Homologous recombination (HR) repairs double-strand breaks (DSBs) occurring in sister chromatids using the intact sisters as the repair template. HR is initiated by DSB resection, which generates 3′ single-strand DNA (ssDNA). RAD51 recombinase polymerizes on the ssDNA and undergoes strand exchange with intact sister chromatids, generating junction molecules (JMs). The separation of JMs completes HR-dependent DSB repair. Defective resolution of JMs not only leaves DSBs unrepaired but also has the broken sisters remain entangled with the intact sisters, leading to the formation of isochromatid-type breaks, where both sister chromatids are broken at the same sites, in mitotic chromosome spreads. The MRE11 nuclease plays a key role in HR, and it is generally believed that MRE11 does so by initiating DSB resection.

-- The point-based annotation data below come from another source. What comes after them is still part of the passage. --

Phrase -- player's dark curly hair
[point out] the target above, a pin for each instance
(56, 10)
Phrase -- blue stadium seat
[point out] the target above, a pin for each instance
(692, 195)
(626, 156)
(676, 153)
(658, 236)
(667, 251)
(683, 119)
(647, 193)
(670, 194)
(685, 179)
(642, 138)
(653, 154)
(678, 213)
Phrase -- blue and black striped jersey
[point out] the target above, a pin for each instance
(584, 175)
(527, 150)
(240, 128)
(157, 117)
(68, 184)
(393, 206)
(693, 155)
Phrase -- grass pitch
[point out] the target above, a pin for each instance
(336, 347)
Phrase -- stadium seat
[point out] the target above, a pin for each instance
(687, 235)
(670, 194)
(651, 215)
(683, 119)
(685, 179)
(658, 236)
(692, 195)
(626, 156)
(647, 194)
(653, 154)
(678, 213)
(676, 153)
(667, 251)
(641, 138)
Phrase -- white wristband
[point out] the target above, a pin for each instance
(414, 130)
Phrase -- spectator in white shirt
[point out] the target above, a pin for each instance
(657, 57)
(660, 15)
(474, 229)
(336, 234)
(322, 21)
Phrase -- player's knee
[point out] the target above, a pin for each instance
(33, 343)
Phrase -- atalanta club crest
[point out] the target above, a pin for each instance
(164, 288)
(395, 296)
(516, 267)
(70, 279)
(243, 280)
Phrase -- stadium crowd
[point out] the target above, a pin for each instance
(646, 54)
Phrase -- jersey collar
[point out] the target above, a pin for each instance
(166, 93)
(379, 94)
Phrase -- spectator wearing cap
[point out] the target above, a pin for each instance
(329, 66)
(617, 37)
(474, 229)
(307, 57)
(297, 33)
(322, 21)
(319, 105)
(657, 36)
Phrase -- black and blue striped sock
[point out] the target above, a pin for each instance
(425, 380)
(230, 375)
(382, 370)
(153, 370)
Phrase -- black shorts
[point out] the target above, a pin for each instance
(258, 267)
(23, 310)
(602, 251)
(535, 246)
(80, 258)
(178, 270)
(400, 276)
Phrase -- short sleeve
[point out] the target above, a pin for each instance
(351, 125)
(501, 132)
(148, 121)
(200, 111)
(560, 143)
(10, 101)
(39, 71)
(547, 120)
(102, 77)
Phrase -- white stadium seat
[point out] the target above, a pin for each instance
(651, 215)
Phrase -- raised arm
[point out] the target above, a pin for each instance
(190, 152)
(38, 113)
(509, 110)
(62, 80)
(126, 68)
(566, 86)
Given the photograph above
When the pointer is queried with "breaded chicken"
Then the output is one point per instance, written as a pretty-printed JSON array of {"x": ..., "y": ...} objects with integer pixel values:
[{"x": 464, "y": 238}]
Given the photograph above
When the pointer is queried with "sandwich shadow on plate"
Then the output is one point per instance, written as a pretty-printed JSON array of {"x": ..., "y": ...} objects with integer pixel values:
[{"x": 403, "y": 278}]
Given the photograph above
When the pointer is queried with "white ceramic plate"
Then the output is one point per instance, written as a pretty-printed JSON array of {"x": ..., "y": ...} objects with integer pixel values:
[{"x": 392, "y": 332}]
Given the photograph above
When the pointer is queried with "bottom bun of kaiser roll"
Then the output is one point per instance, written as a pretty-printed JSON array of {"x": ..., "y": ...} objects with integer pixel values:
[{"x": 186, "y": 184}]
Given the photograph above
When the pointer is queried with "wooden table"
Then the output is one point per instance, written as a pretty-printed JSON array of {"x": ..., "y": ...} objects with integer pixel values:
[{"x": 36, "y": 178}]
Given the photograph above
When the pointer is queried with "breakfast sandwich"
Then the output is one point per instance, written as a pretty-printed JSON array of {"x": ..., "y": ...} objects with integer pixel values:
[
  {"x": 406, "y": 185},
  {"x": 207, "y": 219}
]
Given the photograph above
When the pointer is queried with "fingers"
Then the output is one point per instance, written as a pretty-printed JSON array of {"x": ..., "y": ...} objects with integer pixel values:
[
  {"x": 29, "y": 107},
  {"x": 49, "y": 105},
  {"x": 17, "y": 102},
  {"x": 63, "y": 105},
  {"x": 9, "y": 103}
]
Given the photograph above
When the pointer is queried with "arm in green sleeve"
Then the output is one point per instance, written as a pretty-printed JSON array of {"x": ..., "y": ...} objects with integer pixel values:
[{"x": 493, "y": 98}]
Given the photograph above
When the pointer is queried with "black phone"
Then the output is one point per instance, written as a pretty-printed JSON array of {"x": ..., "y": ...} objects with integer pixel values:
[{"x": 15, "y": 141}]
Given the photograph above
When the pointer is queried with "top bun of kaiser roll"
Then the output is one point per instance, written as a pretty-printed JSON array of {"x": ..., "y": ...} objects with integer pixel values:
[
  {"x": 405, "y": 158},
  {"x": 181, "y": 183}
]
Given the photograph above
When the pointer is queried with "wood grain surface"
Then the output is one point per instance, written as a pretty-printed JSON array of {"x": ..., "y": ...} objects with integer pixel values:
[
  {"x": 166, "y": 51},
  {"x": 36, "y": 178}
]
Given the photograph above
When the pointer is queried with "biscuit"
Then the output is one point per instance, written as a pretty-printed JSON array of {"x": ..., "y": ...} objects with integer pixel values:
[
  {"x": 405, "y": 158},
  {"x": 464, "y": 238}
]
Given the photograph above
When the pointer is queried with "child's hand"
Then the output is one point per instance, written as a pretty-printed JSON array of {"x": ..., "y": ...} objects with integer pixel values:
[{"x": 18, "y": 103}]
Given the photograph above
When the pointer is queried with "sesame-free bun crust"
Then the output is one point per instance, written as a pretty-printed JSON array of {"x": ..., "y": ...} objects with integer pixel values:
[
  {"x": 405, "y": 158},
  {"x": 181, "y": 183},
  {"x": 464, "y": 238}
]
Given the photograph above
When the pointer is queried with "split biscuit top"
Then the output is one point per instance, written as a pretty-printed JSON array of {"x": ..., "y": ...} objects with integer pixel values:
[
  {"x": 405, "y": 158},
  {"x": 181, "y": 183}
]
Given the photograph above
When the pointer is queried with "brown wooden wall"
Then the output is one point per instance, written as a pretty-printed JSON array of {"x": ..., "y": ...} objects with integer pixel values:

We here showed that the loss of MRE11 reduced the efficiency of HR in human TK6 cells without affecting DSB resection, indicating a role for MRE11 in HR also at a post-resection step. MRE11-deficient TK6 cells showed proficient induction of RAD51 foci by ionizing-radiation (IR) and olaparib but significantly delayed their resolution. Although exposure of G2-phase cells to IR cleaves only one of two sister chromatids, the loss of the MRE11-nuclease activity increased the number of isochromosome-type breaks in subsequent M phase. The overexpression of GEN1 resolvase suppressed the formation of IR-induced isochromatid-type breaks in MRE11-nuclease-deficient TK6 cells. These data indicate that MRE11 plays an important role in HR by processing JMs. We propose the dual roles of MRE11 in HR at DSB resection and post-resection steps.